Employer branding has become a buzzword within most organisations over the last year. Businesses have started to realise that the external values and ethics they advertise on behalf of the company need to be believed and resonated by their employees.
What is employer branding?
Employer branding is the internal culture a company creates based on their brand story, and how employees live out the brand values both internally and externally.
The importance of employer branding in organisations
As competition increases, organisations need to realise the importance of a strong employer brand and the benefits it creates. Some benefits of an employer brand include:
- Attracting and retaining top talent
- Increased financial performance
- Increased motivation and engagement of employees
- Becoming an ‘employer of choice’ - job-seekers are increasingly looking for companies that offer more than salary increases
Role of marketing in building the employer brand
It is the role of a company’s marketing department to deliver consistent brand messages to all external stakeholders. Marketing should have a thorough understanding of a company’s brand, what it means and how it should be communicated. A brand needs to start from the inside out and it is for this reason many marketers believe that the employee brand needs to sit under the marketing umbrella.

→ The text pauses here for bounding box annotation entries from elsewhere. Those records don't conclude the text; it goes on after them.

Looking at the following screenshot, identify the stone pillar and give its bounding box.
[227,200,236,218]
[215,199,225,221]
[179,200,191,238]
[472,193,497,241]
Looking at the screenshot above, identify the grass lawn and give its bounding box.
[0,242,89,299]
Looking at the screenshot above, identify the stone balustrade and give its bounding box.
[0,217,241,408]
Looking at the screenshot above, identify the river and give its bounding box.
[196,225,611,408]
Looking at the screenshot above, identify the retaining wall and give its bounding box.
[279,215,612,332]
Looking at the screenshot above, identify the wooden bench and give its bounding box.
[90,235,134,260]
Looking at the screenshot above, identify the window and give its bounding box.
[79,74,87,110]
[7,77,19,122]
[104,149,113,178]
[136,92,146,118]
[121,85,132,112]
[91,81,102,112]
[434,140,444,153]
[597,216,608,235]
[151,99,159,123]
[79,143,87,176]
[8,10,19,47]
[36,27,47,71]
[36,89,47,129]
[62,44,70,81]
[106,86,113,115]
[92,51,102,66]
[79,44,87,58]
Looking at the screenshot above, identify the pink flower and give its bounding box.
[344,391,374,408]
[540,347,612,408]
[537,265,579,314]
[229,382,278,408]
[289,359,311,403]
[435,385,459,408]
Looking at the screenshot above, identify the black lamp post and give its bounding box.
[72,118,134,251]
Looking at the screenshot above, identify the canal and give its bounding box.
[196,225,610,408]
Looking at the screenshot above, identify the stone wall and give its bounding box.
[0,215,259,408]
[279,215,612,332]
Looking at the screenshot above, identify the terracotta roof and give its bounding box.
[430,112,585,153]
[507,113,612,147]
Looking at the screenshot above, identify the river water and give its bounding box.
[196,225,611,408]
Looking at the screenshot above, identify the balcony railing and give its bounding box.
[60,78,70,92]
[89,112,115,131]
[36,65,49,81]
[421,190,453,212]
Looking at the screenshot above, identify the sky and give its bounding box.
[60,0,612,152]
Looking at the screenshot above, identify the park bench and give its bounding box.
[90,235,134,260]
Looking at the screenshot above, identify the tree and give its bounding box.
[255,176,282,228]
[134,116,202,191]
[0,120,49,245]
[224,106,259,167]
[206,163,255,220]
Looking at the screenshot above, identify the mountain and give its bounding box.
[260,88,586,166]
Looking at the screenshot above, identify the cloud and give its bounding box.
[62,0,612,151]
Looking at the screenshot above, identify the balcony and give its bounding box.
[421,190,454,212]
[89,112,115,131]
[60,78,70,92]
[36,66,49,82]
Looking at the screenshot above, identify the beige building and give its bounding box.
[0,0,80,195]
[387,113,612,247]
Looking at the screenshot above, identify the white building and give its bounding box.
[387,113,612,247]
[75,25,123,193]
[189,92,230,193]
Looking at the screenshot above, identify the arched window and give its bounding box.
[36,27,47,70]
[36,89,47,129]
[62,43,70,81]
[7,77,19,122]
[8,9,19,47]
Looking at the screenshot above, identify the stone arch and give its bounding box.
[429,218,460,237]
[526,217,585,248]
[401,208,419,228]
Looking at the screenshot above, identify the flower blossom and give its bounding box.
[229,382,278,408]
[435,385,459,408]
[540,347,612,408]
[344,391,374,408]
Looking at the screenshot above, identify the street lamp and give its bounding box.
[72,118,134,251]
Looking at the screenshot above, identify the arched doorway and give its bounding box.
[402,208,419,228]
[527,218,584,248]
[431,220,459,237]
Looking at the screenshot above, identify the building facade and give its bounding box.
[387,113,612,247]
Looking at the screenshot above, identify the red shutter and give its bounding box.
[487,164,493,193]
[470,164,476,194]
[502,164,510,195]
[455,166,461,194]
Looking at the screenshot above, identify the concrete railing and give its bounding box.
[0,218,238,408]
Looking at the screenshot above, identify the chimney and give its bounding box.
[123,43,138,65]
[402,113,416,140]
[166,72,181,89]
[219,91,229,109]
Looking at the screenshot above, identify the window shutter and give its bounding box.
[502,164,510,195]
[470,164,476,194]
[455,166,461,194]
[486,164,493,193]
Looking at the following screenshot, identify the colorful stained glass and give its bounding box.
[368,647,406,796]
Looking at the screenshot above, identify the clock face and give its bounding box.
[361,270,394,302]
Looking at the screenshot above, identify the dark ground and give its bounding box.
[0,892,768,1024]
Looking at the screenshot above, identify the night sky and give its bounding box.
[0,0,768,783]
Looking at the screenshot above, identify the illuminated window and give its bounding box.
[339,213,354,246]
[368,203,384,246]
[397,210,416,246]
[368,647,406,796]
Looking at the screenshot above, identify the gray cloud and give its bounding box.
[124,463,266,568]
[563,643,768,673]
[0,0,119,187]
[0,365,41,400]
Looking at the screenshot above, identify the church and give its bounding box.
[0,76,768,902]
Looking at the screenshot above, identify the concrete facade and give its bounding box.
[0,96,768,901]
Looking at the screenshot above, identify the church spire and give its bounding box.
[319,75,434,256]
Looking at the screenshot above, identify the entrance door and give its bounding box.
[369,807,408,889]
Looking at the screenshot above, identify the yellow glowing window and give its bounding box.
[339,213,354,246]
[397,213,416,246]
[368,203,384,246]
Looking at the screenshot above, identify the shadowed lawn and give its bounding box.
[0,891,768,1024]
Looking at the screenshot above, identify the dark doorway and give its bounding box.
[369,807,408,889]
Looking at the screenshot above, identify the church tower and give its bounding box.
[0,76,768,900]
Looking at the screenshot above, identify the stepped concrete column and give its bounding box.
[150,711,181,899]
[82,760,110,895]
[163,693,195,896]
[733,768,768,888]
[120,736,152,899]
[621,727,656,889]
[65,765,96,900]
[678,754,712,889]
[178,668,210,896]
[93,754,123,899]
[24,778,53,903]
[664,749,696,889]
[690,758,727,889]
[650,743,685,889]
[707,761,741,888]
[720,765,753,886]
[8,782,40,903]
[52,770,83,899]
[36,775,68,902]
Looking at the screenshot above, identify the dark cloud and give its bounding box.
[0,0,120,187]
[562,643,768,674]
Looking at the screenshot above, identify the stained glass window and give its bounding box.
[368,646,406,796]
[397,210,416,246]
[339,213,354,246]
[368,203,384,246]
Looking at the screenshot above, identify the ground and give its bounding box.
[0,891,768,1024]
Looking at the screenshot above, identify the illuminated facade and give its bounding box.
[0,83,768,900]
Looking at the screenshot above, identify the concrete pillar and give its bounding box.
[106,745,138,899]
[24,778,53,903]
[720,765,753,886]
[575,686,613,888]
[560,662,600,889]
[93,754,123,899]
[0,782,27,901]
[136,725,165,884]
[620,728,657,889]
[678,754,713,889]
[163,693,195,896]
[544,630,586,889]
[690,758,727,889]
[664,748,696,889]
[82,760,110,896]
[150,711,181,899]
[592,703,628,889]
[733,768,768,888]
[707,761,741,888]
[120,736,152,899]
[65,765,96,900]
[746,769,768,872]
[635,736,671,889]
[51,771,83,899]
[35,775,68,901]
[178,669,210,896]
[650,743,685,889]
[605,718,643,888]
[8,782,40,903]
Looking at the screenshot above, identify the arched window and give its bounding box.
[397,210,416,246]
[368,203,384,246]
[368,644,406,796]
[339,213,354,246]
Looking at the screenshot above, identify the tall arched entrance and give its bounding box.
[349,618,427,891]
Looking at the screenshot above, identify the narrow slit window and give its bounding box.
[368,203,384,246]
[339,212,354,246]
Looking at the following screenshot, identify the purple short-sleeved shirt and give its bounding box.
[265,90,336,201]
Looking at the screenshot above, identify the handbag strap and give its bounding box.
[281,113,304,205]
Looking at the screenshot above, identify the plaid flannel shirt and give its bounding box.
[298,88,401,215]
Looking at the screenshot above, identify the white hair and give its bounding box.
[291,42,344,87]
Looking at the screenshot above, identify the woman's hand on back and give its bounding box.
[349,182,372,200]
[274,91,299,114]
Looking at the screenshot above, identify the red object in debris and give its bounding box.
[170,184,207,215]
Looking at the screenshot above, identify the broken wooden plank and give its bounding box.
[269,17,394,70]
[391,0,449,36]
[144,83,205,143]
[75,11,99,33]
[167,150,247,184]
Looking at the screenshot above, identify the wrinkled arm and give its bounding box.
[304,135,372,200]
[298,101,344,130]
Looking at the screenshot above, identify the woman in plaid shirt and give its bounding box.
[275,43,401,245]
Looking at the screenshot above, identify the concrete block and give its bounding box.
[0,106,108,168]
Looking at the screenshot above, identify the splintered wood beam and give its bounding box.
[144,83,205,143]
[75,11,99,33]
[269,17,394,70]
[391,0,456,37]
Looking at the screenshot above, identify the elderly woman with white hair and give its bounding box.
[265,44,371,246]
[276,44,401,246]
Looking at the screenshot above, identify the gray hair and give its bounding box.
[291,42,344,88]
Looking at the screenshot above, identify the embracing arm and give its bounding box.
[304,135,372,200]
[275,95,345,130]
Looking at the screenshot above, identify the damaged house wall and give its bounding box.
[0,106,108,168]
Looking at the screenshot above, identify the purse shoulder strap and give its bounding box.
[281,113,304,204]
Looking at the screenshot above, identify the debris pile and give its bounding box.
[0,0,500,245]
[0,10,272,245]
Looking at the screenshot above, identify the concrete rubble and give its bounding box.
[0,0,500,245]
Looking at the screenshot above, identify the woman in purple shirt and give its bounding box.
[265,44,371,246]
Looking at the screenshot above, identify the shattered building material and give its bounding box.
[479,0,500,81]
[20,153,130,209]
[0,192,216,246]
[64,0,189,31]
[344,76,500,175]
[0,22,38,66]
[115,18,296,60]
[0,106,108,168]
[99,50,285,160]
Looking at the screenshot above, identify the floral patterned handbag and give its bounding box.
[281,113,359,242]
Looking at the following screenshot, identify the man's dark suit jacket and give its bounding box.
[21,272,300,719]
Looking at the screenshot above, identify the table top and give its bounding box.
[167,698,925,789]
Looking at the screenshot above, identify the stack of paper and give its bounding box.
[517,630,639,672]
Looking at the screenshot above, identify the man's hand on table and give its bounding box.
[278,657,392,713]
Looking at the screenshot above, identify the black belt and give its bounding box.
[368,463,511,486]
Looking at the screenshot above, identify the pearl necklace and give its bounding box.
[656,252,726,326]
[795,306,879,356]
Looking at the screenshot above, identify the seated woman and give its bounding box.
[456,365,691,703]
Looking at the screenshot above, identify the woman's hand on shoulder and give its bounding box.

Both HR and marketing functions have the skills to deliver certain elements of the employer brand and should work together to create a unified strategy.
Role of HR in building the employer brand
HR is the face of a company’s recruitment process and is often the first impression new employees have with your company. HR also sets company policies that are closely aligned to the organisation’s values. These give some HR professionals reason to believe employer branding should sit under the responsibility of the HR function.
There are various elements to an employer brand and understanding these means that it doesn’t belong to a single function. Employer branding is not a duty of marketing or HR.
Both functions have the skills and capabilities to deliver certain elements of the employer brand and they should work together to create a unified strategy. Marketing and HR also need to work together to get a third integral element in place - a company’s CEO/MD. Having leadership visibility strengthens a company’s employer brand.